My “Day I Left Pennsylvania” led me to some archived website posts (before blogs were invented) I had written many years ago. I’m re-posting them now. Bear in mind that most of the content in this series is over 5 years old. I have left the content more or less intact. I have removed some links and added some others — but that’s it. Enjoy!
Perhaps best known for the in-depth foray into the fundamentals and theory of zero-sum games is John Nash. A zero-sum game is where the winnings and losses of all players involved is always balanced. Poker is a zero-sum game, Blackjack is not.
John Nash said that during any given game, there is an equilibrium point, where no player has any advantage over another. Comparing this to poker, this would be like if all players had an equal number of chips. While this isn’t required to happen, it must be possible for it to happen.
Game theory is applied to phenomena well beyond those of board games and card games. It has military implications, economic and commercial strategy applications as well.
A common example used in game theory is a matrix like this:
|
A
|
B
|
C
|
|
| X |
-10
|
8
|
2
|
| Y |
-5
|
5
|
5
|
| Z |
10
|
-8
|
-5
|
Now for this example, we’ll say the rules work like this: Player 1 picks a column, and Player 2 picks a row. Then they switch. Whomever picks the row gets (or loses) that many points. For example, say Player 1 (P1) picks column C, secretly. Player 2 (P2) does not know which column P1 picked, but he can look at the rows and decide which is most likely to give him the advantageous outcome. For the sake of example, let’s say he feels lucky and picks row Z. Both Players now reveal their choices, “C” and “Z”, and you find the corresponding score change, which is “-5″. So P2 loses five points.
Now notice something: both players must consider what the other player is doing, or the “metagame” of the strategy. The best situation for the column-choosing player is column “A” because it has two losses and 1 (big) winner. The least advantageous is column “B”, because it has two reasonable winners and one loser. Column “C” is therefore the best ‘average’ pick for the Column-picker.
For the row-picker, the person who’s score will be affected, row “Z” may be tempting, as in our example, because of the possibility of scoring 10 points. However, there is also a 2 in 3 “chance” that the column picker picked B or C, meaning he would lose 5 points, as in our example. Row X, while offering two wins, also has the huge downfall of the -10 in column A. Therefore, Row Y is the best choice for the row-picker.
The best choices for each are Column “C” and Row “Y”. The value at this position is “5″. “5″ is said to be the “value” of this particular game, because it is the the value that is most likely to come up if both players play with perfect knowledge, that is, if they both hypothetically knew what the other was thinking.

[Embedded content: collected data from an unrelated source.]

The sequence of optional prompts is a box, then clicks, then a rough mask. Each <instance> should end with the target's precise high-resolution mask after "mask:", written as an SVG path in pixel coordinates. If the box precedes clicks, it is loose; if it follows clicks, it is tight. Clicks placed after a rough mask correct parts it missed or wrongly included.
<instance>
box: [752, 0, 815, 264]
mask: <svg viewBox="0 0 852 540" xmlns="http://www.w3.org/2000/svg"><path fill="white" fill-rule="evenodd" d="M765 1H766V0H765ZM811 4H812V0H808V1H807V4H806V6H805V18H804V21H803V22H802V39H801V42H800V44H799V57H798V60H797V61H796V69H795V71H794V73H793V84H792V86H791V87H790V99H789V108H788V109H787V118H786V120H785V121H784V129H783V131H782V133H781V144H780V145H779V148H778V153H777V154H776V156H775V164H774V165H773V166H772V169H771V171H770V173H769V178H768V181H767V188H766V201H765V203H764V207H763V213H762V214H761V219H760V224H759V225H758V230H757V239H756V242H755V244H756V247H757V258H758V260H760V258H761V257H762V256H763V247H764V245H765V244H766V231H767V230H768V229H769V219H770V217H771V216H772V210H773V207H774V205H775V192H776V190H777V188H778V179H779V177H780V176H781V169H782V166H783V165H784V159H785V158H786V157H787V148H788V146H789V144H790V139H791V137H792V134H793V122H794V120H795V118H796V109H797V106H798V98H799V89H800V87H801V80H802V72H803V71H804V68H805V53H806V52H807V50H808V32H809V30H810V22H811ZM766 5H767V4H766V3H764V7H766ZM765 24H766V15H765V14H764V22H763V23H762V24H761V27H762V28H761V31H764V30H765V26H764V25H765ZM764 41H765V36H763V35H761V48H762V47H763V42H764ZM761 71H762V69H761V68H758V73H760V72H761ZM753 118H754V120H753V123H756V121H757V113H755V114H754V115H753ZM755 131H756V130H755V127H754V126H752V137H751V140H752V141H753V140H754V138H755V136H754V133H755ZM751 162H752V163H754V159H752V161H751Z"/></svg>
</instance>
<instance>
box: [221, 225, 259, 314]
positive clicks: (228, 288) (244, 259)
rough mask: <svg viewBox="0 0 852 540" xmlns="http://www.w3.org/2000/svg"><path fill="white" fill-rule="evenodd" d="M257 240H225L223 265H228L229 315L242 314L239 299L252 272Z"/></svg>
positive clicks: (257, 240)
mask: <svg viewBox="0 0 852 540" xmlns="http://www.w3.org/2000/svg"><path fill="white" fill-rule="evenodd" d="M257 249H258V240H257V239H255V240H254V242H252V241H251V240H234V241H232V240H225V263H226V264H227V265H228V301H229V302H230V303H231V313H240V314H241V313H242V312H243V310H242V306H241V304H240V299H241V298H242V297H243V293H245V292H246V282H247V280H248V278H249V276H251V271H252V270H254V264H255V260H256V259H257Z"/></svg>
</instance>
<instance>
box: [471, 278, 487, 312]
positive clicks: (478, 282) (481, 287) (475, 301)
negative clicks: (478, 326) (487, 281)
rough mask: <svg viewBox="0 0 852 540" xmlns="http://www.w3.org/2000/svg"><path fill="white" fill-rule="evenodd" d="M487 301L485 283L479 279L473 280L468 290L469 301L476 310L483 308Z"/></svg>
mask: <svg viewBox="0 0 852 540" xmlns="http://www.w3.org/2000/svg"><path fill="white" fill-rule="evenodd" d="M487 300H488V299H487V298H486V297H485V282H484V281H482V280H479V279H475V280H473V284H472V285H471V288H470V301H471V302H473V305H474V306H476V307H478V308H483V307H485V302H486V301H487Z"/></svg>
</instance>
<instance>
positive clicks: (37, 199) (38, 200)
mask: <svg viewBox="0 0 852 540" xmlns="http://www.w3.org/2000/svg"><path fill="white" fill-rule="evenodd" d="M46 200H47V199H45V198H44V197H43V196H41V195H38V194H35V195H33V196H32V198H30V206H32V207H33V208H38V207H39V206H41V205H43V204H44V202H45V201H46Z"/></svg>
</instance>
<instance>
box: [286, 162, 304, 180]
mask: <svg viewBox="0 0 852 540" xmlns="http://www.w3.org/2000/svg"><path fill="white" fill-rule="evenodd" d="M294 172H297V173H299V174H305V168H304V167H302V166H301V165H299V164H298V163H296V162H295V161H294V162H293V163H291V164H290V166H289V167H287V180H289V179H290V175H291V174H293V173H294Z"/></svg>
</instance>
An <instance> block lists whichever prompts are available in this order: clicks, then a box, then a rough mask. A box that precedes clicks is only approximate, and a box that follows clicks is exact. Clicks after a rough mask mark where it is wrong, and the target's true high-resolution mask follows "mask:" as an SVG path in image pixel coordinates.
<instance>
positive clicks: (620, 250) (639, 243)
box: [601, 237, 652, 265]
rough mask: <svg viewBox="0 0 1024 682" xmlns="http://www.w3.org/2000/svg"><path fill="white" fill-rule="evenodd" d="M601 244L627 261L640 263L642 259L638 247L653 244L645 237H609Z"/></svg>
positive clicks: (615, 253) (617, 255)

These types of game matricies are common in game theory, and illustrate a very valuable point about games: the human interaction. The idea of being able to “bluff”, and the fact that humans are prone to irrational decision-making makes games playable and fun. Tic Tac Toe is a perfect example of game theory. There are a finite number of different combinations, and both players are working directly against each other to both win, or cause a draw. Ultimately, with perfect knowledge, all TicTacToe games would end in a draw.